Si l’assèchement du Lac Tchad est une réalité bien visible, en revanche son dessèchement final, c’est-à-dire sa disparition totale est une fausse interprétation des réalités hydrologiques qui se fondent sur plus de cent années d’études scientifiques, également incontestables. De nombreux scientifiques, reconnus pour leurs travaux universitaires, mettent en doute une disparition du Lac Tchad. Les aléas pluviométriques dans les régions orientales de Centrafrique et du Bahr el-Ghazal soudanais ont des répercussions sur la superficie du Lac Tchad.

Un flash back sur l’histoire du Lac Tchad est sans appel.

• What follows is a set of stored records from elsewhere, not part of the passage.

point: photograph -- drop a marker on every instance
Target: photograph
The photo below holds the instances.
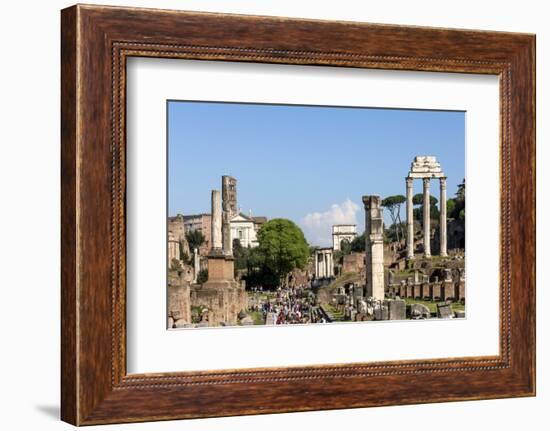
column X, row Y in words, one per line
column 283, row 214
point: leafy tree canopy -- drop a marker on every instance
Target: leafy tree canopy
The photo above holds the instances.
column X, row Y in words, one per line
column 283, row 246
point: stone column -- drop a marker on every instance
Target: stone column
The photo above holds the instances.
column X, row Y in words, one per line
column 216, row 221
column 427, row 251
column 196, row 262
column 410, row 221
column 443, row 216
column 374, row 247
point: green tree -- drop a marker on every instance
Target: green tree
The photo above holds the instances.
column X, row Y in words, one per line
column 393, row 205
column 195, row 239
column 283, row 246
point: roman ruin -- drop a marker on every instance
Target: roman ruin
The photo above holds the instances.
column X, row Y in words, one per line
column 426, row 168
column 374, row 247
column 383, row 281
column 343, row 232
column 324, row 266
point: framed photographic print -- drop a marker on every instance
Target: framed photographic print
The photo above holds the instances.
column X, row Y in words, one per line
column 331, row 214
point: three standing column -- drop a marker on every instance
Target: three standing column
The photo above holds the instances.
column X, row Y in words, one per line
column 427, row 250
column 410, row 221
column 443, row 216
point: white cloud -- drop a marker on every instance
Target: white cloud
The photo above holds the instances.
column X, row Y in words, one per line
column 317, row 226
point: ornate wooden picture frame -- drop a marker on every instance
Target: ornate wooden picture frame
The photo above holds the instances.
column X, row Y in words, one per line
column 96, row 42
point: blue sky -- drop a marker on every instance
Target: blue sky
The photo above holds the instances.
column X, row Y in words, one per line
column 306, row 163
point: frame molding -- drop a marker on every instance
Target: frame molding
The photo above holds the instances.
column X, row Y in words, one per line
column 95, row 42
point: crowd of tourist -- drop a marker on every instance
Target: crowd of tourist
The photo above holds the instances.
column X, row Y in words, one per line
column 291, row 305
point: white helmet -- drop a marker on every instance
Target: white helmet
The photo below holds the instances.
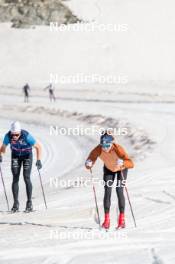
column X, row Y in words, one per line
column 15, row 127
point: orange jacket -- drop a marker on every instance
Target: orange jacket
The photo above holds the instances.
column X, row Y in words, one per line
column 110, row 158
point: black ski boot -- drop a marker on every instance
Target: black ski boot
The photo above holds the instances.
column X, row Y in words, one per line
column 15, row 207
column 29, row 207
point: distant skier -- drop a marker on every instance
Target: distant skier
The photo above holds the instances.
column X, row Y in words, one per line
column 115, row 160
column 21, row 143
column 51, row 89
column 26, row 90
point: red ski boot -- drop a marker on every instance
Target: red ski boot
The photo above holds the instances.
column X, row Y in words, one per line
column 106, row 223
column 121, row 221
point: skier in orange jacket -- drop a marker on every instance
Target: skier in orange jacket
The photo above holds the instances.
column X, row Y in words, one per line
column 116, row 164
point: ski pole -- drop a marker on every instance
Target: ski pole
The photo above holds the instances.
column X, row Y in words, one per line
column 5, row 193
column 127, row 193
column 42, row 188
column 95, row 198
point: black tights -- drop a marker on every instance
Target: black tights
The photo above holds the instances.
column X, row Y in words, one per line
column 109, row 178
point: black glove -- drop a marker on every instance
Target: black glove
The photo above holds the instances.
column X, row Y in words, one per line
column 39, row 164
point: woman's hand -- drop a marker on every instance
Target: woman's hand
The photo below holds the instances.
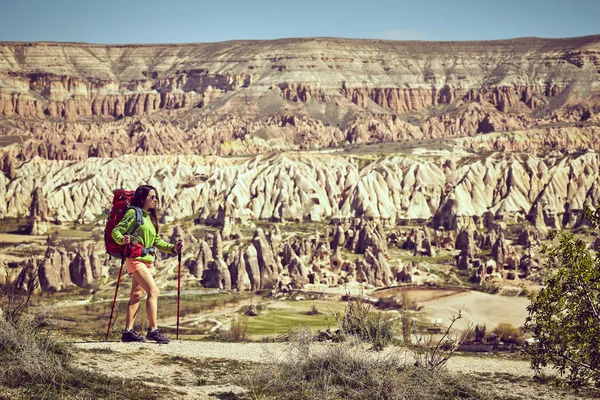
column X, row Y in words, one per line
column 178, row 246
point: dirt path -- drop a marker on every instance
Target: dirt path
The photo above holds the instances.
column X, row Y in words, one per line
column 210, row 370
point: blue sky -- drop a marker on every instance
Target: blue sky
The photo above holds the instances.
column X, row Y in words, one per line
column 185, row 21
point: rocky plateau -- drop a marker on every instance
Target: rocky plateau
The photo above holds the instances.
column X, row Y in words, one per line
column 397, row 155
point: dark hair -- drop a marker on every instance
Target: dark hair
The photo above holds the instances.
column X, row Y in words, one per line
column 139, row 198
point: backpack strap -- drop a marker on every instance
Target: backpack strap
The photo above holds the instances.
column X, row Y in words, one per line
column 139, row 220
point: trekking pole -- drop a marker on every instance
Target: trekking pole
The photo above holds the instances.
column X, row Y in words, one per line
column 178, row 287
column 115, row 298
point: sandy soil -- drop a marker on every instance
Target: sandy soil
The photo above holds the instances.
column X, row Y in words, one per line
column 478, row 308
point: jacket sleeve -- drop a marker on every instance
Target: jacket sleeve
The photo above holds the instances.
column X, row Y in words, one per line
column 162, row 245
column 124, row 226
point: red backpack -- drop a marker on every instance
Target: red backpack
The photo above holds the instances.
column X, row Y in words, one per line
column 121, row 203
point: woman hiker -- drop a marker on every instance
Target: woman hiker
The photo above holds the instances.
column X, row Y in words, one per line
column 139, row 262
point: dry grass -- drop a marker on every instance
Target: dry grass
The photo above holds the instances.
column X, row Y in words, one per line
column 37, row 365
column 342, row 371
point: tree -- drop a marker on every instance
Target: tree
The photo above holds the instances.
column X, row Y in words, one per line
column 564, row 316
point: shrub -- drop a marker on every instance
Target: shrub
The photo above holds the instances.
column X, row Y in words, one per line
column 564, row 317
column 343, row 371
column 432, row 353
column 359, row 320
column 314, row 310
column 36, row 364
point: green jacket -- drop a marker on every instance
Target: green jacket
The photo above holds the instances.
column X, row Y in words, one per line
column 147, row 235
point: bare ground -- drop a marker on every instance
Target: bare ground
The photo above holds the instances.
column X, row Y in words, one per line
column 212, row 370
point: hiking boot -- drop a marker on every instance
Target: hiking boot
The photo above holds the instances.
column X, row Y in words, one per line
column 132, row 336
column 158, row 336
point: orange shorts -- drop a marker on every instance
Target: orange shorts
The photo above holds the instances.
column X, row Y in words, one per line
column 135, row 265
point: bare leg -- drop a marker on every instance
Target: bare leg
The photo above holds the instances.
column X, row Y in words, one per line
column 146, row 281
column 134, row 301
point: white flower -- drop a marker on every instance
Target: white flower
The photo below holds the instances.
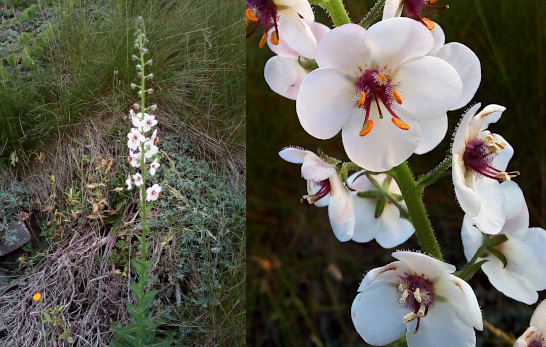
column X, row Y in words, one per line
column 393, row 8
column 267, row 12
column 523, row 274
column 152, row 193
column 418, row 295
column 134, row 158
column 480, row 159
column 389, row 229
column 154, row 166
column 325, row 188
column 368, row 77
column 535, row 335
column 283, row 72
column 135, row 138
column 137, row 178
column 128, row 182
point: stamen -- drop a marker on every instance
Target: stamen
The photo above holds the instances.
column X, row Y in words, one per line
column 399, row 124
column 251, row 15
column 362, row 99
column 368, row 125
column 397, row 96
column 263, row 40
column 428, row 23
column 275, row 38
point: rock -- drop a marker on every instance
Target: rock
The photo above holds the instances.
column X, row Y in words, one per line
column 15, row 237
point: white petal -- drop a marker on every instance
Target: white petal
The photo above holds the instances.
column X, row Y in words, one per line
column 300, row 6
column 432, row 133
column 444, row 325
column 467, row 65
column 377, row 315
column 343, row 49
column 316, row 169
column 392, row 41
column 284, row 76
column 298, row 36
column 385, row 146
column 340, row 210
column 515, row 209
column 423, row 264
column 325, row 102
column 509, row 283
column 392, row 8
column 472, row 238
column 490, row 219
column 428, row 86
column 393, row 230
column 294, row 154
column 439, row 38
column 472, row 308
column 366, row 225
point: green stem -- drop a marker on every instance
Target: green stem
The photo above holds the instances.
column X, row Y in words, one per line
column 413, row 196
column 335, row 9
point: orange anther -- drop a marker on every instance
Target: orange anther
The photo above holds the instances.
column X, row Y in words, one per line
column 362, row 99
column 263, row 40
column 396, row 96
column 368, row 125
column 399, row 124
column 428, row 23
column 251, row 15
column 275, row 38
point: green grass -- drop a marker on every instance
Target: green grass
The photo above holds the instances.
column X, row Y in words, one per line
column 298, row 303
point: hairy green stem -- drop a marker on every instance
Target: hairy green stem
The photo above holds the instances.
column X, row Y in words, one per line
column 335, row 9
column 413, row 196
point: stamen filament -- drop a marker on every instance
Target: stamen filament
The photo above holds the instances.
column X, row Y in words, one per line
column 251, row 15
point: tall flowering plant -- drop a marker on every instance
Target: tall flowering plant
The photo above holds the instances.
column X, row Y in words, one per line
column 387, row 88
column 143, row 161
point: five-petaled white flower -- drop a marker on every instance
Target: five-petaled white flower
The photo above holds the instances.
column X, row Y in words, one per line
column 128, row 182
column 366, row 77
column 419, row 295
column 480, row 159
column 152, row 193
column 137, row 178
column 154, row 166
column 535, row 335
column 267, row 12
column 135, row 138
column 388, row 229
column 284, row 72
column 523, row 274
column 325, row 188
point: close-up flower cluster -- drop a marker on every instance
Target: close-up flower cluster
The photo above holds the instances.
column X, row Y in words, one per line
column 396, row 92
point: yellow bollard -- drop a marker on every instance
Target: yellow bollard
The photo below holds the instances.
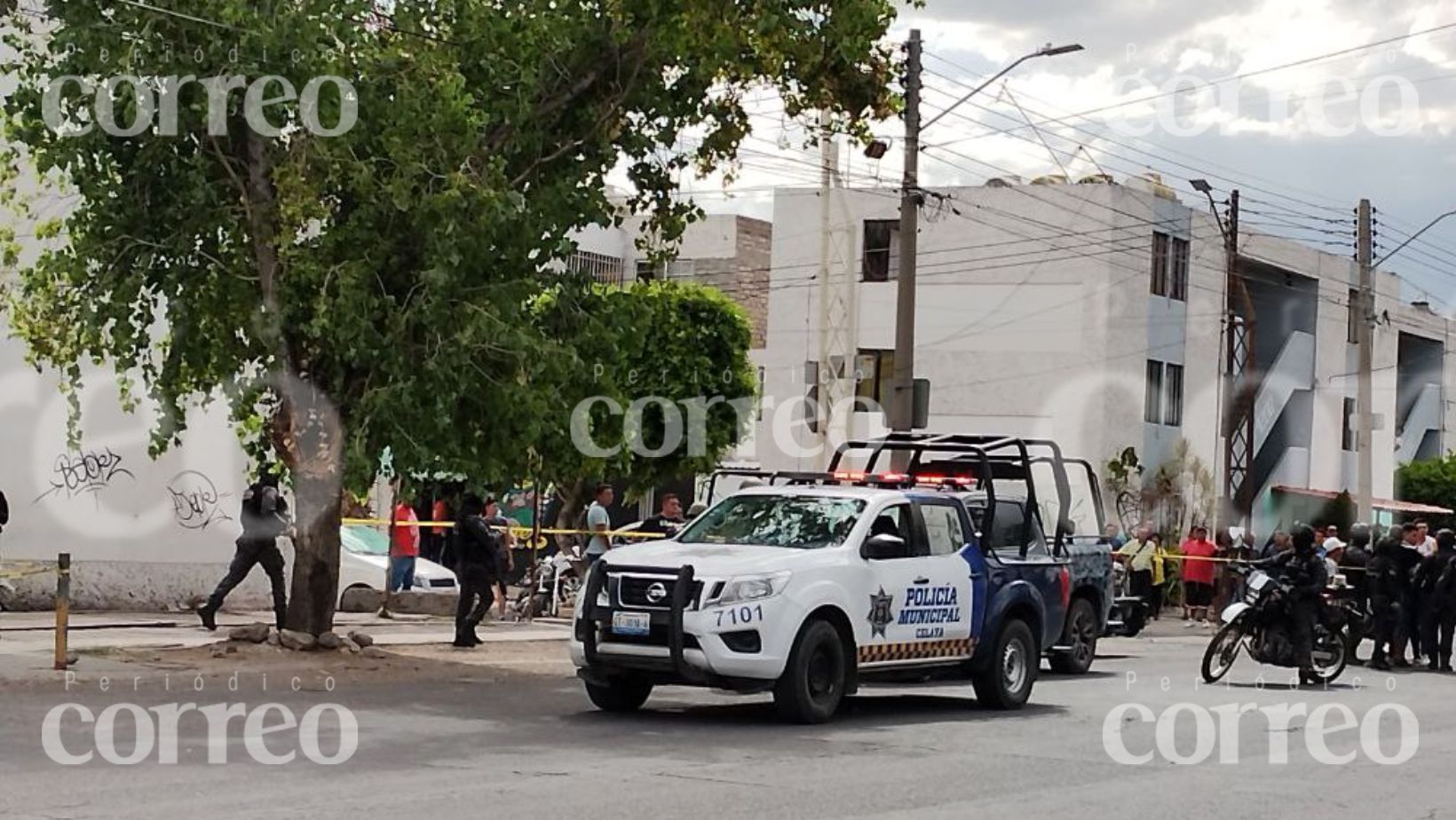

Au début du XXème siècle, les explorateurs et militaires coloniaux avaient rapporté les fluctuations du Lac Tchad. Après une période de sécheresse importante, fin XIXème siècle – début XXème siècle, le commandant géodésien Jean Tilho avait noté en 1908, que les eaux avaient quasiment disparu et que le Lac était devenu un marécage avec sa végétation palustre. Là où il pouvait jadis naviguer sur sa chaloupe, Jean Tilho pouvait désormais faire passer sa caravane de chameaux, à pieds secs. La disparition du Lac Tchad alimentait déjà les préoccupations. Mais dès 1913, Jean Tilho notait que le Lac Tchad avait repris sa superficie d’avant la sécheresse. La question de la disparition du Lac Tchad et les constats de Jean Tilho la réfutant  sont toujours d’actualité. L’assèchement du Lac Tchad est conjoncturel.

Selon le bon principe "A quelque chose malheur est bon", les spécialistes en recherche-développement font aussi remarquer que la décrue des eaux du Lac Tchad a laissé apparaître des terres très fertiles qui pourraient être exploitées, si la sécurité était assurée dans cette zone, plus ou moins contrôlée par Boko Haram. Nul doute que la question du Lac Tchad va devenir un thème porteur pour de futurs colloques et conférences internationales.